About 80% of faculty that trained in the US received their PhDs from just 20% of universities there, according to new analysis by a team at the University of Colorado, Boulder. The group examined data on tenured or tenure-track faculty working at 368 PhD-granting universities in the US from 2011 through 2020.

The researchers found ‘universal inequalities’ in which a small minority of universities supply a large majority of faculty across fields in the US. ‘Analyses of faculty hiring networks, which map who hires whose graduates as faculty, show unambiguously in multiple fields that prestigious departments supply an outsized proportion of faculty,’ the study’s authors wrote.

This is important, they pointed out, because affiliations with such elite institutions improve the acceptance rates of research papers in single- versus double-anonymous review, provide greater resources to write more papers, and attract more citations, attention, as well as awards. Furthermore, the researchers noted, because the vast majority of faculty work in departments that are less prestigious than those where they trained, the more prestigious departments are the ones that broadly dictate academic norms and culture.

The UC Boulder analysis revealed that 11% of US faculty received their doctorates outside the country, but there were significant disparities by field. For example, only 2% of faculty in education departments earned their PhDs internationally compared with 19% of faculty in natural sciences departments. It also turned out that faculty who were trained abroad primarily received their instruction in just a few countries – more than 35% studied in the UK or Canada, compared with less than 5.5% from Africa and the Americas, excluding Canada.

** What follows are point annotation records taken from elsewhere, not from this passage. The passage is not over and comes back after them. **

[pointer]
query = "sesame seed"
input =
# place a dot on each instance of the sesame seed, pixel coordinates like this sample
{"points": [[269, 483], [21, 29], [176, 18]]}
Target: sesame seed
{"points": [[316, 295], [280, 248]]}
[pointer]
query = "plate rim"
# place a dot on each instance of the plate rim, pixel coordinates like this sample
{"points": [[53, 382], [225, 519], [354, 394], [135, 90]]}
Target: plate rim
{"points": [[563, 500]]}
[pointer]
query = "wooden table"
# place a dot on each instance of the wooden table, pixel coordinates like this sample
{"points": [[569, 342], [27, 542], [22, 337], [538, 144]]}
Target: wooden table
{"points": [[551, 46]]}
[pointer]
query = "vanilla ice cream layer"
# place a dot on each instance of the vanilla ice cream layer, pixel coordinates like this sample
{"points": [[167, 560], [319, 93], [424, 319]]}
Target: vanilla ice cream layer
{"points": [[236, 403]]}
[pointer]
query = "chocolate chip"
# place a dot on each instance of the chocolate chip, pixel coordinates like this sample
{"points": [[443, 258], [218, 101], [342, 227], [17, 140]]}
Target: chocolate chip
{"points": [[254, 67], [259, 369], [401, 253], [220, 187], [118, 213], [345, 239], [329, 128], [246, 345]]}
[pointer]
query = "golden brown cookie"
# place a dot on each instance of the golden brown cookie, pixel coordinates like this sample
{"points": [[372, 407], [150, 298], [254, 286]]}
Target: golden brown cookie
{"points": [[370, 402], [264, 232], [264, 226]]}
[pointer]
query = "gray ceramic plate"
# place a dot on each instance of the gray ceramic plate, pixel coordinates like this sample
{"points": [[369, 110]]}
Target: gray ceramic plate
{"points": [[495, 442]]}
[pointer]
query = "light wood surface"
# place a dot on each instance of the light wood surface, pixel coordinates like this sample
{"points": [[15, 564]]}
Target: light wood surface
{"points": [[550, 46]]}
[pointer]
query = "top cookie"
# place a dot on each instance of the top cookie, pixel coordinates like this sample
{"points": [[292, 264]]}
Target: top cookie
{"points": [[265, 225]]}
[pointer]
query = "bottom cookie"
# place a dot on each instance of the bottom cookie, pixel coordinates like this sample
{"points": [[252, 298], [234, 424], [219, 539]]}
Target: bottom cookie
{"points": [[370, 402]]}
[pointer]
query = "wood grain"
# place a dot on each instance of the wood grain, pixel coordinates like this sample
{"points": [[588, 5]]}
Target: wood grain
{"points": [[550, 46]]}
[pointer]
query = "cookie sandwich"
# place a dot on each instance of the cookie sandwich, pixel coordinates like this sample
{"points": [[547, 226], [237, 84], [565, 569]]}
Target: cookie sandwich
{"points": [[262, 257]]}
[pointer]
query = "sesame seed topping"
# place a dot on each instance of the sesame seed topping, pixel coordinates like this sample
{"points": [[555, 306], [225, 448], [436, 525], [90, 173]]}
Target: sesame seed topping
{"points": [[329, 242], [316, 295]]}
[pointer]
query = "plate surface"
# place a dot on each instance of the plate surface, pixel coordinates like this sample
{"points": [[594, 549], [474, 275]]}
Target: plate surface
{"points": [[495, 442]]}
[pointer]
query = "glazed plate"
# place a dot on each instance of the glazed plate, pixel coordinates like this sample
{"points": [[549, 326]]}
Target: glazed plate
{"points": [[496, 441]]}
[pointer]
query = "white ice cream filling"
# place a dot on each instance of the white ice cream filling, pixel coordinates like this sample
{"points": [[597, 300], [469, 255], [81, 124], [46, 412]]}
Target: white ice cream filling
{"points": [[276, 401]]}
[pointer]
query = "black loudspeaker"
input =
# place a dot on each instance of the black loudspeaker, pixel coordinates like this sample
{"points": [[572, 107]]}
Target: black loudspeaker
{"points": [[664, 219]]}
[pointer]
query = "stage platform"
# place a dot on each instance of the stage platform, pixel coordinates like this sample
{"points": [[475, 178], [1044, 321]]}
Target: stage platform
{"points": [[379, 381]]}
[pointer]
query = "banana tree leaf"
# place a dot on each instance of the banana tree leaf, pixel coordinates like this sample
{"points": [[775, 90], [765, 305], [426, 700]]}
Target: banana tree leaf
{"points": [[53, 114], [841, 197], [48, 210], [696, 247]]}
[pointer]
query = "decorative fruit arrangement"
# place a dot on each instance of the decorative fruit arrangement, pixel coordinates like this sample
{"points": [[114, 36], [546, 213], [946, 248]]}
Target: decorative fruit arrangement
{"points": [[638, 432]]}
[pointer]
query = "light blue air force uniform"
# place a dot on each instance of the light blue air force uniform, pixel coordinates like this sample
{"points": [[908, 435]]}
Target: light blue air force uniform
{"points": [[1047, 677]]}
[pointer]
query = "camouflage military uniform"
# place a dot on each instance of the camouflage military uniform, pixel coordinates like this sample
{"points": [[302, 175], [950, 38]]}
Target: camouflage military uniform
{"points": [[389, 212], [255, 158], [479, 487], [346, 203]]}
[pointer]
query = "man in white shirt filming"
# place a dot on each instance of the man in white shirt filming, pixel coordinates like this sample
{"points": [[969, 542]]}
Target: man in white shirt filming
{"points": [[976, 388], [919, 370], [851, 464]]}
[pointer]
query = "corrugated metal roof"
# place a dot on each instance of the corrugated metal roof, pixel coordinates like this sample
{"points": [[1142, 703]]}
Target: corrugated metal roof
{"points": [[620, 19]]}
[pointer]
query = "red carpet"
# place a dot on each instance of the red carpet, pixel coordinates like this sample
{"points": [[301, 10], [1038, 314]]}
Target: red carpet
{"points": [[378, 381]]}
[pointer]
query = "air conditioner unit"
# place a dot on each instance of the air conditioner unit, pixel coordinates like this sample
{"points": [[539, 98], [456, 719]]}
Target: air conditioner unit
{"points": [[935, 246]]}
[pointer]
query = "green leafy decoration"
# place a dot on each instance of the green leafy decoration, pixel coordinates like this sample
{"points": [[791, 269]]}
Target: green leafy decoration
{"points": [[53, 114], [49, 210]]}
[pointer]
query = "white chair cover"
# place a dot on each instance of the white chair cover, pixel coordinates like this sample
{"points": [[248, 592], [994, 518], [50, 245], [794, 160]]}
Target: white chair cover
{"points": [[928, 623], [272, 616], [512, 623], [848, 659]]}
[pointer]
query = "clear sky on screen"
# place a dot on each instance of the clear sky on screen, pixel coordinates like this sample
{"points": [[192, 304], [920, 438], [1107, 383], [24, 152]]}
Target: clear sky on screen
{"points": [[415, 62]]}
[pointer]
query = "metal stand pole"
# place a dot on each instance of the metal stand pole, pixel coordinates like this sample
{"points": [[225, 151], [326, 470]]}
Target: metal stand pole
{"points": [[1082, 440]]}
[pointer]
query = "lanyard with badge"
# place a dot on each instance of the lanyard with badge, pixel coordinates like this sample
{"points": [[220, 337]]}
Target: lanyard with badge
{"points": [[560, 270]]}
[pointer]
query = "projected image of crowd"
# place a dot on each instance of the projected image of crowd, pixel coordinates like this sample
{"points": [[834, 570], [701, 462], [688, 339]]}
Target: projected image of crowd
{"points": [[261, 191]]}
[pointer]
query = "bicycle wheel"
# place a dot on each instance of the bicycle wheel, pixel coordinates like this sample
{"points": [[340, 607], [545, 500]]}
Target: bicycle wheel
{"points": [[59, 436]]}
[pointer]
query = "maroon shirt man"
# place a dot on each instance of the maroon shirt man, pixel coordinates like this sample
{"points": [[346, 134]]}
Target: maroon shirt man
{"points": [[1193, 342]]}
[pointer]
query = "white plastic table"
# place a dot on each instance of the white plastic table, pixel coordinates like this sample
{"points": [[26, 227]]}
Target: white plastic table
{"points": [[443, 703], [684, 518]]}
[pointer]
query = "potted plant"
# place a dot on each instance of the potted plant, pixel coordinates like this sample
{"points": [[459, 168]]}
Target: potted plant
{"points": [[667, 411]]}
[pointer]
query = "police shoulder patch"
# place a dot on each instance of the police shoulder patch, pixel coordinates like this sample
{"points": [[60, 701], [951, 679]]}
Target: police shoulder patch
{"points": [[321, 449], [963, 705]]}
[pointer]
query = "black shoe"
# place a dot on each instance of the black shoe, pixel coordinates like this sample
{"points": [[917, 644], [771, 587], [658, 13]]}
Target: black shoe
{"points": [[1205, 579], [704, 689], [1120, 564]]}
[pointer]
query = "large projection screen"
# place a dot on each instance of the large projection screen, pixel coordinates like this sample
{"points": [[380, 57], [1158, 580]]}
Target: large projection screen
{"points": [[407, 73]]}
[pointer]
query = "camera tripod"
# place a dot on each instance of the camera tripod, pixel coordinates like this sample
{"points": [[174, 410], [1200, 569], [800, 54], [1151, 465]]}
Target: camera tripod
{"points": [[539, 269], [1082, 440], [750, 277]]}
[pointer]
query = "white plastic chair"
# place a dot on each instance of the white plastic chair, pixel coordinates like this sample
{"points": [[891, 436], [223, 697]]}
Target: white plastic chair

When it comes to overall representation of women in academia from 2011 to 2020, the team observed an increase of 75% in female representation in academia across the 107 fields studied. For example, female representation among engineering faculty rose from 12.5% to 17.1% but jumped from 55.4% to 58.5% among education faculty during that time.

However, these figures on female faculty are not reflected in the percentage of new hires. In fact, the UC Boulder team attributed the overall rise to a disproportionate number of men retiring.

‘Our results indicate that gains in women’s representation over this decade result from demographic turnover and earlier changes made to hiring, and are unlikely to lead to long-term gender parity in most fields,’ the researchers concluded.